Dimensi Bawah Permukaan :Bagian fisik dari morfometri danau yang bersifat tiga dimensi. DO
:(Dissolved Oxygen) Jumlah oksigen terlarut yang terkandung didalam perairan.
Eceng Gondok
:Suatu jenis tanaman air yang siklus hidupnya mengapung diatas permukaan perairan.
Evapotranspirasi
:Penguapan air melalui evaporasi langsung dan transpirasi melalui daun tumbuh-tumbuhan secara bersama.
Fotosintesa
:Suatu proses biokimia yang dilakukan organisme Autotroph dalam hal memproduksi makanan yang berasal dari karbondioksida dan air dengan bantuan cahaya matahari dengan menggunakan zat hijau daun (Chlorophyl).
Global Warming
:Meningkatnya suhu bumi akibat adanya GRK (Gas Rumah Kaca).
GPS
:Suatu alat yang digunakan dalam menentukkan koordinat di suatu wilayah yang ada di bumi melalui model lintang-bujur.
Heterotroph
:Organisme yang tidak mengahsilkan makanannya sendiri.
Kayu Apu
:Suatu jenis tanaman air yang hidupnya mengapung diatas permukaan perairan.
Limbah Domestik
:Limbah yang berasal dari rumah-rumah.
80
Limbah Industri
:Limbah yang berasal dari Industri.
Mitigasi
:Upaya untuk penanggulangan/meredam kerusakan lingkungan.
Morfometri Danau
:Suatu metode pengukuran dan analisa secara kuantitatif dimensi-dimensi fisik suatu badan perairan.
pH
:Derajat keasaman.
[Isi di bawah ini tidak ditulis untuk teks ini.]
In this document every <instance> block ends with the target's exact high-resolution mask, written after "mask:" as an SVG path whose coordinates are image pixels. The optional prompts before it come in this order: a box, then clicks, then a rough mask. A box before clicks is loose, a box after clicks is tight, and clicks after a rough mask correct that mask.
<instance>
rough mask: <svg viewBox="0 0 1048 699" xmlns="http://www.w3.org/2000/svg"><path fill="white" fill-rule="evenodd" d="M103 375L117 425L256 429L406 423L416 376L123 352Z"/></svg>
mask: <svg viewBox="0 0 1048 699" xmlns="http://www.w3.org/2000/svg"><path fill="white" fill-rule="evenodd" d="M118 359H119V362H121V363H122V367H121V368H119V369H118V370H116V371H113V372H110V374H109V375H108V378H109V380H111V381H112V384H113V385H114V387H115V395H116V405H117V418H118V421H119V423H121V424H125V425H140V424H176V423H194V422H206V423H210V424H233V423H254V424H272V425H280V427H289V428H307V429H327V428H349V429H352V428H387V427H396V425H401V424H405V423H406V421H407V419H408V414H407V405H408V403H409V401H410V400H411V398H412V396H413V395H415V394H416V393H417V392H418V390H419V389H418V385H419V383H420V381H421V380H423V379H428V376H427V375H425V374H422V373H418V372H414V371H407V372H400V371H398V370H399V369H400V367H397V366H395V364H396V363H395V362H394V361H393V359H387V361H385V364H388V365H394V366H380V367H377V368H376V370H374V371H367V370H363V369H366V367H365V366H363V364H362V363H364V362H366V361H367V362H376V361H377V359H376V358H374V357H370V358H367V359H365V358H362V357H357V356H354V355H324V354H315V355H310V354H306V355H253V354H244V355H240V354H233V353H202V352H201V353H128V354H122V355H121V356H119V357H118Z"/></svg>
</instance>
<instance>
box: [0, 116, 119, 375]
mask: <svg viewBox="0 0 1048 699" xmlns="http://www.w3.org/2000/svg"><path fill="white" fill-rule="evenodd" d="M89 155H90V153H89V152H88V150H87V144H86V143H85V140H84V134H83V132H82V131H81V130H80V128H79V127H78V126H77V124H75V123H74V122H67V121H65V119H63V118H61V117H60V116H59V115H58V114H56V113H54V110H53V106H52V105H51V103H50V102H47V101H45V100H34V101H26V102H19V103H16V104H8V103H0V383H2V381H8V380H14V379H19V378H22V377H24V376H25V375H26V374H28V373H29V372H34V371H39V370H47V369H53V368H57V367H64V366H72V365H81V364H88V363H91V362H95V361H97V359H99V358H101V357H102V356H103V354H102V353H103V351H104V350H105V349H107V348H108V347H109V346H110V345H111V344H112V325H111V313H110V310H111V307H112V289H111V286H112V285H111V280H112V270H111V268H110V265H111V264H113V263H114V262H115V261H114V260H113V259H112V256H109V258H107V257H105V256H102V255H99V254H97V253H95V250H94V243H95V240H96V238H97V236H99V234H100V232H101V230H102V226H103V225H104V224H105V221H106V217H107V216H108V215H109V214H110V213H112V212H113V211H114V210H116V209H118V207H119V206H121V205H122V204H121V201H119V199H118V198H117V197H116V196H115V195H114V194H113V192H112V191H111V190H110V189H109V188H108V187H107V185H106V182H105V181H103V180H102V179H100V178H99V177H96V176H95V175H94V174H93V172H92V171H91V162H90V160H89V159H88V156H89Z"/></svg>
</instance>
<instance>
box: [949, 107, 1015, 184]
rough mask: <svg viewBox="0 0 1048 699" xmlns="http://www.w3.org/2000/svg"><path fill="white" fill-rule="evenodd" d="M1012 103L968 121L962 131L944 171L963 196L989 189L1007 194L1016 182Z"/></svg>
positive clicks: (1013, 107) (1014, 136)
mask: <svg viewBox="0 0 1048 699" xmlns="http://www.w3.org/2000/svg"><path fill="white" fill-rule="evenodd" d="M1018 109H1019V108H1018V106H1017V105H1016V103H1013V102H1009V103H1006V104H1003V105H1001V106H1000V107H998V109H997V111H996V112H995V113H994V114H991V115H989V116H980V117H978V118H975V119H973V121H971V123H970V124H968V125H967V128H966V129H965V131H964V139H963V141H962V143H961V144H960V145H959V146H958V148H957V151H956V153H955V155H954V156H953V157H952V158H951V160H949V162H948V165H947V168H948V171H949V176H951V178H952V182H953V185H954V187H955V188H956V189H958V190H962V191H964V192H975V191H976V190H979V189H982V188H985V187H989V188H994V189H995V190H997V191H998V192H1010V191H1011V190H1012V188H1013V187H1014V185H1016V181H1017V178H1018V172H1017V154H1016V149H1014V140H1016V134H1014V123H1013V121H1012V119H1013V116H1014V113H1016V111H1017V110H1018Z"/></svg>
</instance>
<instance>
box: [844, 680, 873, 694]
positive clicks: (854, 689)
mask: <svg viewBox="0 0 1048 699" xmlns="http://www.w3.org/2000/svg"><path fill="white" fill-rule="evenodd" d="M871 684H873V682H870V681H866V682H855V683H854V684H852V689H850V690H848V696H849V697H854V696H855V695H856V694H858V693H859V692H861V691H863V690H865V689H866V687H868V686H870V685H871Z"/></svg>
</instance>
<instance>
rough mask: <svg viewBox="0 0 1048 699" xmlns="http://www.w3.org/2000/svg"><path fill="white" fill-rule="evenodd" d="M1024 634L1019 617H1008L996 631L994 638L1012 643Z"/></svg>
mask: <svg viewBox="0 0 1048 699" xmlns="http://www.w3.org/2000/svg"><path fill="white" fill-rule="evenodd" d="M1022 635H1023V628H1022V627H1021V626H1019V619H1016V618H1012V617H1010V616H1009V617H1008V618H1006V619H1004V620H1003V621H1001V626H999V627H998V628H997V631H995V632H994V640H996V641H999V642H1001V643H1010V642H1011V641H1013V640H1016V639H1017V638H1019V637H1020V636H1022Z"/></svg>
Gambaran konsentrasi ion hidrogen suatu perairan.
Pong bua
:Nama lokal untuk masakan yang bahan utamanya berasal tanaman Seroja di Negara Thailand.
Sedimentasi
:Proses pendangkalan suatu perairan yang biasanya disebabkan oleh erosi tanah yang ada di bagian tepi perairan.
Seroja
:Suatu jenis tanaman air yang siklus hidupnya mencuat ke atas permukaan perairan.
Siklus Karbon
:Siklus biogeokimia dimana karbon dipertukarkan antara biosfer, geosfer, hidrosfer, dan atmosfer Bumi.
Tanaman Air
:Tumbuhan yang beradaptasi terhadap keberadaan air secara kontinyu atau toleran terhadap kondisi tanah berair untuk selama periode waktu hidupnya.
TDS
:(Total Dissolved Solid) Jumlah partikel terlarut berukuran lebih dari 1 m yang lolos pada kertas saring dengan diameter pori 0,45 µm.
TSS
:(Total Suspended Solid) Jumlah partikel tersuspensi berukuran lebih dari 1 m yang tertahan pada kertas saring dengan diameter pori 0,45 µm.
Transesterification
:Proses perubahan senyawa trigliserida menghasilkan senyawa gliserol dan metil ester.
Transpirasi
:Proses kehilangan air dalam bentuk uap dari jaringan tumbuhan melalui stomata.